When the concentration of the emulsifier further increases and reaches a certain value, a large number of emulsifier molecules accumulate on the surface of the aqueous solution, forming a monomolecular film covering the surface of the solution, which completely isolates the aqueous solution from the air and stabilizes the surface tension. If the concentration of the emulsifier is slightly increased further, the emulsifier molecules can no longer accumulate on the water surface, but instead self-assemble into micelles or micellar aggregates with the lipophilic groups pointing inward and the hydrophilic groups pointing outward. The minimum concentration at which micelles or micellar aggregates are about to start forming is usually called the Critical Micelle Concentration (CMC).

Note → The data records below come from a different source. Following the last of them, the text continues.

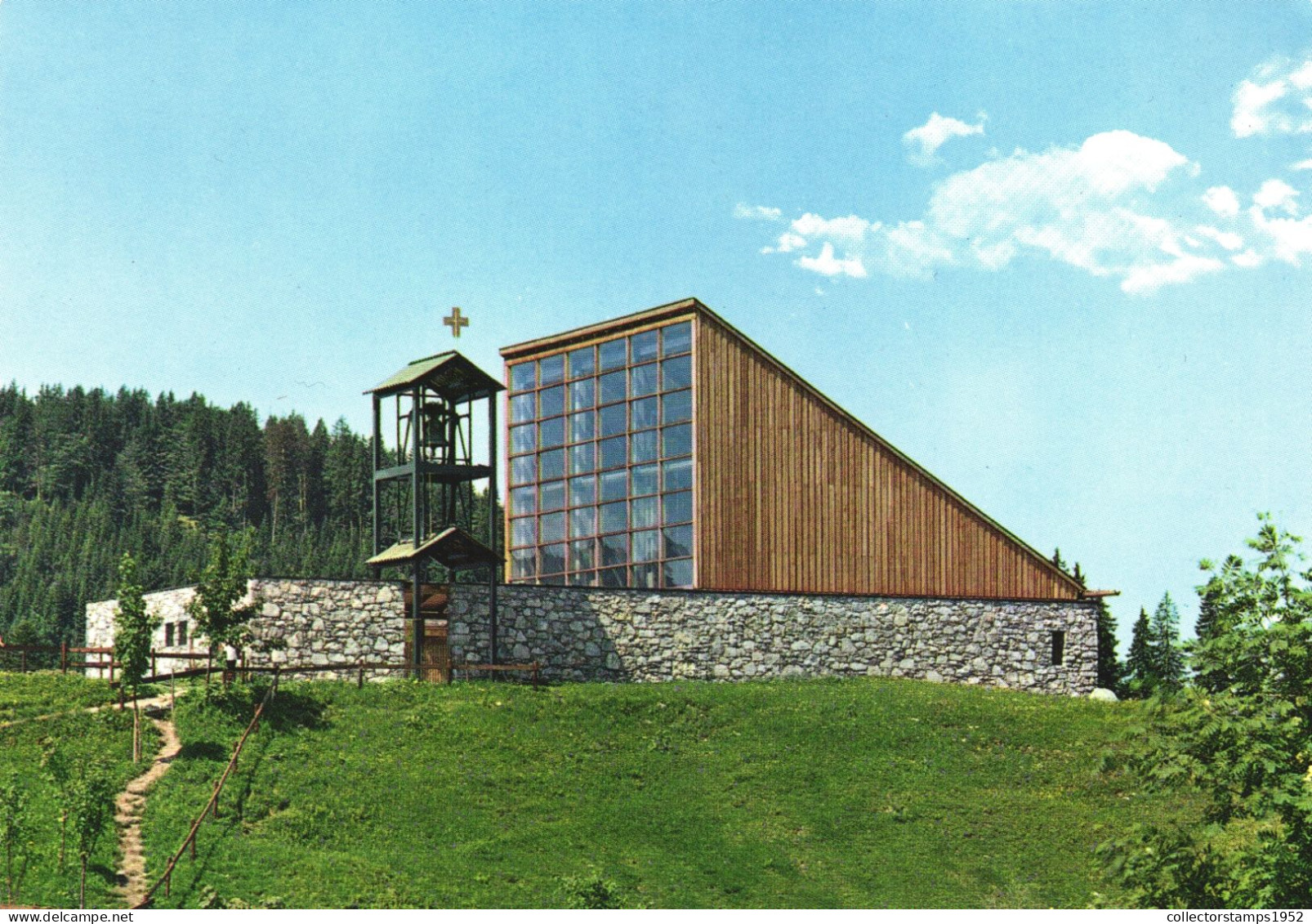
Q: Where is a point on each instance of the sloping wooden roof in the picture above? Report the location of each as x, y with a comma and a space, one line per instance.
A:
449, 374
453, 547
694, 309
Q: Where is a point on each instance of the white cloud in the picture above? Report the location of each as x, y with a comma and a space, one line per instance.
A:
852, 227
1093, 207
1277, 194
922, 143
1231, 242
827, 264
1221, 199
757, 212
1274, 100
786, 243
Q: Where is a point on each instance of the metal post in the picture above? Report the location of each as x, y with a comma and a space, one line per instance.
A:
493, 524
377, 487
417, 515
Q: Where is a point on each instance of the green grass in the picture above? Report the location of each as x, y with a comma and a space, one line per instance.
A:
104, 738
29, 694
857, 793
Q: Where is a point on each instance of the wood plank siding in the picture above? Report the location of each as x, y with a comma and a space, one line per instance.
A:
792, 493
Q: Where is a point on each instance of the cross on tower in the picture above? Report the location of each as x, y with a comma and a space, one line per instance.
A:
456, 322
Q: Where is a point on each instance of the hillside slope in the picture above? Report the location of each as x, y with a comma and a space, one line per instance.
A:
859, 793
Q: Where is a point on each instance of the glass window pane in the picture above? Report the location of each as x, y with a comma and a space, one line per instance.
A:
647, 545
676, 339
551, 402
551, 465
551, 432
582, 426
582, 523
522, 562
679, 573
645, 380
645, 480
614, 517
551, 528
614, 419
613, 353
642, 447
679, 474
645, 512
676, 373
522, 500
522, 376
614, 484
582, 395
643, 413
524, 532
551, 370
645, 575
524, 439
582, 556
522, 470
614, 452
676, 407
642, 346
676, 440
612, 387
614, 549
582, 458
551, 497
522, 408
679, 507
679, 541
582, 491
552, 560
582, 363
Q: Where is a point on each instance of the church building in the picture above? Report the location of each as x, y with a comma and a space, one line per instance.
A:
666, 449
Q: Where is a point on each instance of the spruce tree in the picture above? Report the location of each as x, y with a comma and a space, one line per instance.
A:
1169, 660
1142, 663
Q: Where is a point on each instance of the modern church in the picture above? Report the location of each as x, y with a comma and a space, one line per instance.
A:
666, 449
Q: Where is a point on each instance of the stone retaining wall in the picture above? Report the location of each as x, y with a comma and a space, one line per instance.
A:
647, 636
602, 634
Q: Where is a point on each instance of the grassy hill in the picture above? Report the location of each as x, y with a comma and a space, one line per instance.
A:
103, 739
855, 793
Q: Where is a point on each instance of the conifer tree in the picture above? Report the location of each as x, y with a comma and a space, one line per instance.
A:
1142, 663
1168, 658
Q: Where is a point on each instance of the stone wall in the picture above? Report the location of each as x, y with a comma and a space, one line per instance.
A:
602, 634
314, 621
645, 636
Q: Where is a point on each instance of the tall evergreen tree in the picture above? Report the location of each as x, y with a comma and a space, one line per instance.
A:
1142, 676
1169, 659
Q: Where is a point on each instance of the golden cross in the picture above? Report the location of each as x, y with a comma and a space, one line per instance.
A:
456, 322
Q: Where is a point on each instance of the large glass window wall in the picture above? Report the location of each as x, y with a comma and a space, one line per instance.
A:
601, 469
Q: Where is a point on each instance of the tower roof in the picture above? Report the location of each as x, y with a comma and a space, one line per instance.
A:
450, 374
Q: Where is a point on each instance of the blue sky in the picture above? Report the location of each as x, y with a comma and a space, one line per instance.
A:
1054, 251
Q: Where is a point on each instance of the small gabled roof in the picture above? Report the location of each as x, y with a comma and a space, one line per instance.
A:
450, 374
453, 547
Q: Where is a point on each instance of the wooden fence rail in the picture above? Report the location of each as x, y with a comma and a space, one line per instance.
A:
212, 807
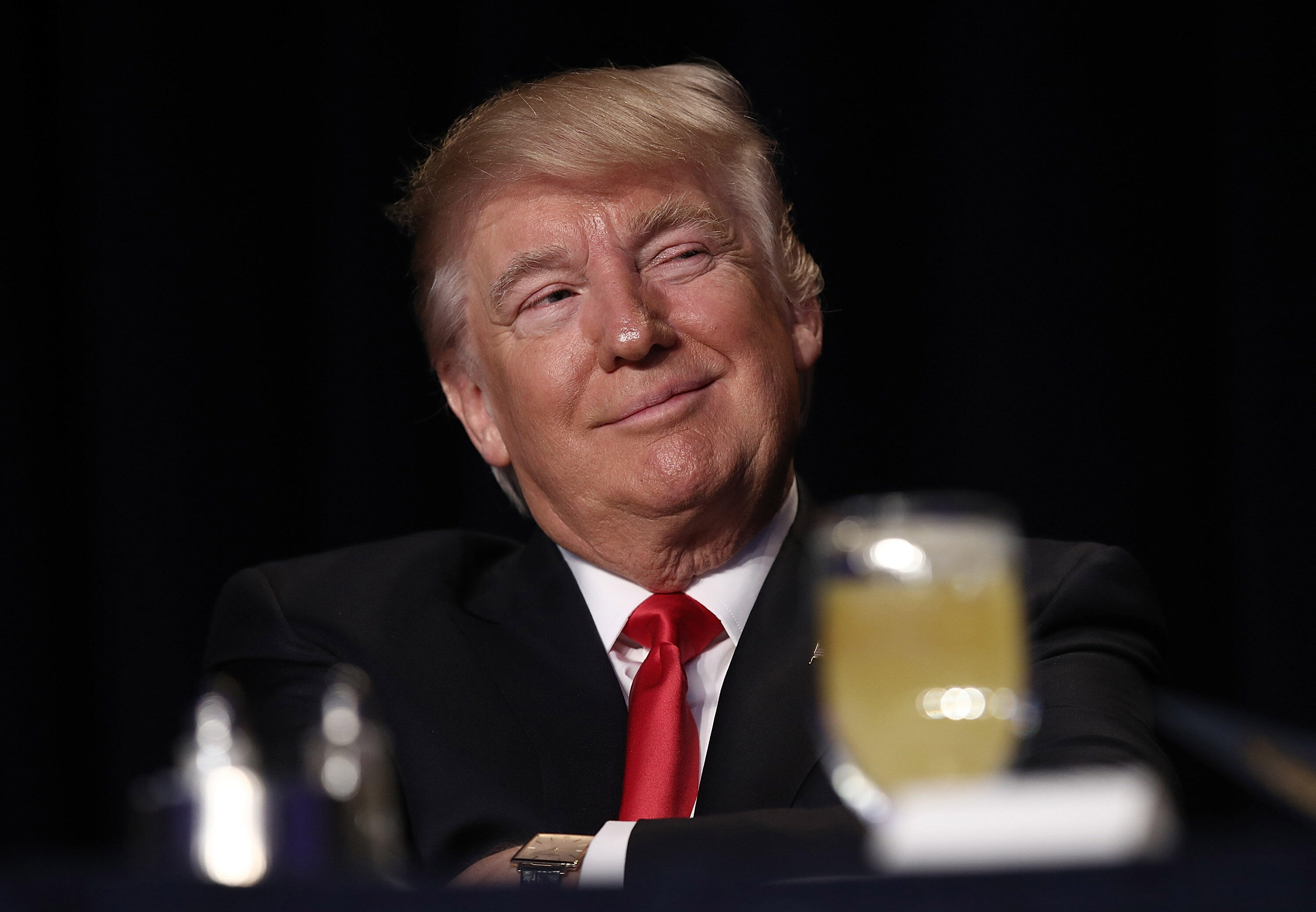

After reaching the critical micelle concentration, if the concentration of the emulsifier continues to increase, the surface tension will no longer decrease. Since a monomolecular film has already formed on the surface, the emulsifier molecules tend to merge and move closer together, continuing to aggregate into micelles, thereby causing the number of micelles in the emulsion to increase continuously.

The emulsification of asphalt is an important aspect of emulsifying action. After adding an emulsifier to an oil-water solution, the two groups of the emulsifier arrange themselves in a directional manner, connecting the two interfaces of oil and water, thereby preventing them from repelling each other. After stirring and dispersing, asphalt can stably disperse in water in the form of fine particles.

Conclusion

Taking asphalt emulsifiers as an example, this article provides a comprehensive introduction and analysis of the structural characteristics, working principles, and application status of surfactants. Surfactants can effectively reduce the surface tension of water, strongly adsorb surfactant molecules on various other interfaces, and often have a certain degree of directional adsorption. It is this directional adsorption that enables surfactants to have multiple functions such as emulsification, demulsification, foaming, dispersion, coagulation, and wetting. Asphalt emulsifiers work by utilizing the emulsifying effect of surfactants. Whether from the perspective of economic performance or environmental protection, cold construction is bound to be an important trend in the development of highway engineering in the 21st century, and emulsifiers are the core of this technology. The research and improvement of emulsifier performance will surely have a profound impact on cold construction.